Chemical constituents were identied by thin-layer chromatography (Elix 2014) and com-
parison with authentic samples. Nomenclature of ascospore types and their ontogeny follows
that of Kaschik (2006).
The new species
Rinodina argopsina Elix & P.M.McCarthy, sp. nov.

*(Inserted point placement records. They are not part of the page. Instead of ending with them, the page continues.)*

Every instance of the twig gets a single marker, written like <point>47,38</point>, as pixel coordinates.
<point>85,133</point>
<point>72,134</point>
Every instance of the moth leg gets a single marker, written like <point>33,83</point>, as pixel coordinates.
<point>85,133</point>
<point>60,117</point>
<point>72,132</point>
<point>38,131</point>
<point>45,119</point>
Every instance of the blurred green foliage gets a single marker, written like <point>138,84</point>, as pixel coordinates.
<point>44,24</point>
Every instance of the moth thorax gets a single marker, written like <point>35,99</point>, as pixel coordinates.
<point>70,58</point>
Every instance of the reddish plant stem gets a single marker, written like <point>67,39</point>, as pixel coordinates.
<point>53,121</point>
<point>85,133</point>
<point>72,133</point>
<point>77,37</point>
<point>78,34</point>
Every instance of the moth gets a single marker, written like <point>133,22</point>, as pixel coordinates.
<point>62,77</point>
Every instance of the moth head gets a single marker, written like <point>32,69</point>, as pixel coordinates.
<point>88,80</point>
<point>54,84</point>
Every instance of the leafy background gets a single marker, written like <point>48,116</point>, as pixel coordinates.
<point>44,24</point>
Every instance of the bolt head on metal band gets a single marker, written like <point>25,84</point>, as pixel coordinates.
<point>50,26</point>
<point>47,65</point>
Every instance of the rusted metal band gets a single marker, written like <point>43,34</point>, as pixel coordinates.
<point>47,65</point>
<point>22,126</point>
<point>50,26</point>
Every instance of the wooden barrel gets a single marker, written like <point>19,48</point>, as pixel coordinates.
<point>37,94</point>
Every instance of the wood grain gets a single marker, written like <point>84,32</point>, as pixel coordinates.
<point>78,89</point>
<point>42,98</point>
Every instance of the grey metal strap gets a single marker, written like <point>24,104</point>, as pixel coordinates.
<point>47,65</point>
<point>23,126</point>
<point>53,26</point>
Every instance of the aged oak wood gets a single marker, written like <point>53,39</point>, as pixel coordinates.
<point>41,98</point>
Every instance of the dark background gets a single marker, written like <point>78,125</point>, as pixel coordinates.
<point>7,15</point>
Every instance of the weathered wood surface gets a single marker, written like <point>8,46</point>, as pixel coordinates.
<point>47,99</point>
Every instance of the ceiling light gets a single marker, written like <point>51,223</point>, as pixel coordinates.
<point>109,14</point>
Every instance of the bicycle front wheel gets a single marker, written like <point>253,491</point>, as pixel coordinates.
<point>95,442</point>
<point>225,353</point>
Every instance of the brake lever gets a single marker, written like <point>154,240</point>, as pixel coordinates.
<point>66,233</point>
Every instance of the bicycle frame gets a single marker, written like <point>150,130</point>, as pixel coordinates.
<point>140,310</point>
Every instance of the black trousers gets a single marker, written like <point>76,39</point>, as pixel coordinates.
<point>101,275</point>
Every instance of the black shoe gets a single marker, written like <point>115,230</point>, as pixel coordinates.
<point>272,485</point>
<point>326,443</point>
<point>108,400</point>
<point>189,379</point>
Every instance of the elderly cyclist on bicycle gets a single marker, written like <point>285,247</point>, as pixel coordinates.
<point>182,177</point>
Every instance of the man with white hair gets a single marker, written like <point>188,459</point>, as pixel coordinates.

Figs 1, 2
MycoBank number: MB 828250
Similar to Rinodina reagens Matzer & H.Mayrhofer and R. murrayi H.Mayrhofer, but differs
in having an inspersed hymenium and in containing atranorin and argopsin.
Type: Australia, New South Wales, Southern Tablelands, South-East Forests National Park,
Rutherfords Creek Picnic Area, 19 km SE of Nimmitabel, 36°34’29”S, 149°26’36”E, 850 m
alt., temperate rainforest, on shaded, seasonally inundated granite boulder in stream bed, J.A.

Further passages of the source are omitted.